Exporting and Importing Records

Why Export and Import?

Consider the following situations:

In each of the above situations, records are to be selected from the RefCollection of one user and sent to another user. This is different from just generating a list of references in some format, say HTML. In this case, the entire records and all their associated data are to be transferred. This is achieved by the Export/Import feature of RefKeep.

How to Export and Import

Export

Exporting involves the following steps:

  1. Choose the records to be exported. This can be done in two ways:

    1. Export only the record currently displayed on the screen and its associated data. This is done by pressing the following button:

      Figure 1.

    2. Export multiple records in one go. Bring up the Record Chooser dialog box shown below by selecting File->Export Records.

      Figure 2.

      Select the records to be exported from the different panes of the tabbed pane. Press the EXPORT button to export the selected records (appearing towards the right in the record chooser dialog).

  2. Choose the name of the ZIP file which will contain the exported records using the File Chooser Dialog which pops up.

  3. That's it! The selected records and their associated data are exported to the specified file. This ZIP file can be sent across (for example, as an email attachment) to the desired recipient, who can then import the records as described next.

Importing

Importing records into the currently selected (in focus) RefCollection is a one-step process. Select the menu option File->Import Records and specify the name of the ZIP file containing the exported records.

Identifying Duplicate Records while Importing

While importing a set of records into a RefCollection, it is possible that the RefCollection already contains some of the records being imported. Identifying similar records is a big challenge. RefKeep attempts to solve the problem through a simple Similarity Identifying Scheme in which it compares the hamming distance between the character count arrays of the titles (name, URL etc) of the two records being compared. If the distance divided by the average length of the two titles is less than a particular threshold value, the two records are deemed to be identical and the record is not imported. All references to this particular record in the set of records being imported are appropriately adjusted. For example, if you are importing the book "Introduction to Algorithms" with author by the name "Cormen" into a RefCollection which already contains a book by "Cormen". In such a case, a duplicate record Cormen is not added, but the Author field of the Book record being imported is set to the existing author "Cormen".

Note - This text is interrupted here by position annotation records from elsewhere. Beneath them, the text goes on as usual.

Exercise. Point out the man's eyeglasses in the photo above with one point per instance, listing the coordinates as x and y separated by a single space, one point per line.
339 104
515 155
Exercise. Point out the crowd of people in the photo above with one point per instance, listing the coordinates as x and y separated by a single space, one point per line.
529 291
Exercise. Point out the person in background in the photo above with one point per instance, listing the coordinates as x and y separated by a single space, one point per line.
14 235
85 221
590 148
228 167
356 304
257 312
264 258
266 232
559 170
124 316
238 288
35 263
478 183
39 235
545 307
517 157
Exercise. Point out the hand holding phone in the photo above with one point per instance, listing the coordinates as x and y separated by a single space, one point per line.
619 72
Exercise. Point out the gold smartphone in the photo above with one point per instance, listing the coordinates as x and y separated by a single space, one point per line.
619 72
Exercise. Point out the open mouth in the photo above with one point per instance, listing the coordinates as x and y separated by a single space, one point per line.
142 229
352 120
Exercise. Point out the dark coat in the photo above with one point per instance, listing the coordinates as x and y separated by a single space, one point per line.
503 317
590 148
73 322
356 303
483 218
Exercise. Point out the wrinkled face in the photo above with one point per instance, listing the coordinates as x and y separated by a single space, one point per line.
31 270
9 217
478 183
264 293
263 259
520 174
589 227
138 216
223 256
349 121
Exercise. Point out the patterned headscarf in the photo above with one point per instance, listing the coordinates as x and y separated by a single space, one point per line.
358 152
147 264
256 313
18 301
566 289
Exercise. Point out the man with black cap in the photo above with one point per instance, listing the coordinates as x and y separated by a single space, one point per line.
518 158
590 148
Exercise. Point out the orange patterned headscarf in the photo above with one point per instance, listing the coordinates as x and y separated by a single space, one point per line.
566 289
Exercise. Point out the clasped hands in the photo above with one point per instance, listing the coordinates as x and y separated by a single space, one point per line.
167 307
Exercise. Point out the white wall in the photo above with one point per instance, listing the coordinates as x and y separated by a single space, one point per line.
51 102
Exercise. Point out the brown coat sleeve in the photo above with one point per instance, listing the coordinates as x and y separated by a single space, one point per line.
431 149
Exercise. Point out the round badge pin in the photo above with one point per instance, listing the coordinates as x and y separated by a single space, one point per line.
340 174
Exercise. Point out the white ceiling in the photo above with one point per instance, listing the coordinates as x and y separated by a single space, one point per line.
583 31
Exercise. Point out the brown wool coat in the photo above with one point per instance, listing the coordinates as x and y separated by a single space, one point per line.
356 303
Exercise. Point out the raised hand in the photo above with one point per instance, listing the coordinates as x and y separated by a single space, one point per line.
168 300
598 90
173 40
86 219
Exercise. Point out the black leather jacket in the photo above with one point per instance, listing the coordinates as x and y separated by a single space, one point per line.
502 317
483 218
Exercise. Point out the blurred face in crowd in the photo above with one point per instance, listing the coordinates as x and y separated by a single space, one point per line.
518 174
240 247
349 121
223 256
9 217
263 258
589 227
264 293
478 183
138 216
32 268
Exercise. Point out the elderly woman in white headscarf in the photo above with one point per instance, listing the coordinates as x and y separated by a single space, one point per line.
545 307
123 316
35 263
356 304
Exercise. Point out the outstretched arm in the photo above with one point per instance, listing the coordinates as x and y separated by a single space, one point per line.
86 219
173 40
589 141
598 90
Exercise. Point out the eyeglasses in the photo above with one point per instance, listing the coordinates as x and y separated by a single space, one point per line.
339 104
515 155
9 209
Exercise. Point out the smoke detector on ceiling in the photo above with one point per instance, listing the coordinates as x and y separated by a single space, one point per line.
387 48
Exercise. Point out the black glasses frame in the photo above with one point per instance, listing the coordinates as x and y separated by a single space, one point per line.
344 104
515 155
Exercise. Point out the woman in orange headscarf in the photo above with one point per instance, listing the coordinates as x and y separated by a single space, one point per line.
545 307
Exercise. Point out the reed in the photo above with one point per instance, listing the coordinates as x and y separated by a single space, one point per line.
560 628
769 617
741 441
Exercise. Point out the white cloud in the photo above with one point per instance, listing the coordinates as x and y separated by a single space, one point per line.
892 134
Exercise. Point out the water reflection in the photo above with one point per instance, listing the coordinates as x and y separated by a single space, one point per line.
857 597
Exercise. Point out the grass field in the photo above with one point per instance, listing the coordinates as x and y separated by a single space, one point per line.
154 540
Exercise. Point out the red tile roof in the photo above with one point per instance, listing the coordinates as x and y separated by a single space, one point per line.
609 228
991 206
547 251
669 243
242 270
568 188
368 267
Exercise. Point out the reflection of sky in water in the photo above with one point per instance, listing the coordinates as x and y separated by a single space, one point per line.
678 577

If the value of the Similarity Rating is above a threshold, the two records are considered different and the imported record is incorporated into the RefCollection. If the rating value falls in between the two thresholds, the system fails to automatically determine if the records are identical. It will then display a summary of the two records being compared to the user, as shown below. The user can then decide if the two records are identical or not by pressing YES, they are IDENTICAL or NO, they NOT IDENTICAL. The record is incorporated or not on the basis of the user response.

Figure 3.

RefKeep currently uses a very simple Similarity Detection algorithm. We are working on better methods. If you have any ideas, kindly email

Exporting/Importing Source Files of Paper Records

Paper records can have Source Files associated with them. These source files usually contain the actual paper contents - for example, the PDF or HTML file containing the text and figures of the paper represented by the particular Paper Record. While exporting Paper Records having associated source files, the user is presented with an option to select the source files which are to be included in the ZIP file created through the dialog box shown below:

Figure 4.

Please note that some of the source files may be large in size; including them can significantly increase the size of ZIP file created. So hence the source files should be selected only after noting their individual file sizes (given in bracket).

While importing Paper Records, the associated source files (if the user had decided to include them) will be extracted to a sub-directory called paperStore located in the directory containing the RefCollection .rcl file. If the paperStore already contains a file with the same name as the file being imported, options are presented to the user to overwrite, rename or ignore the operation.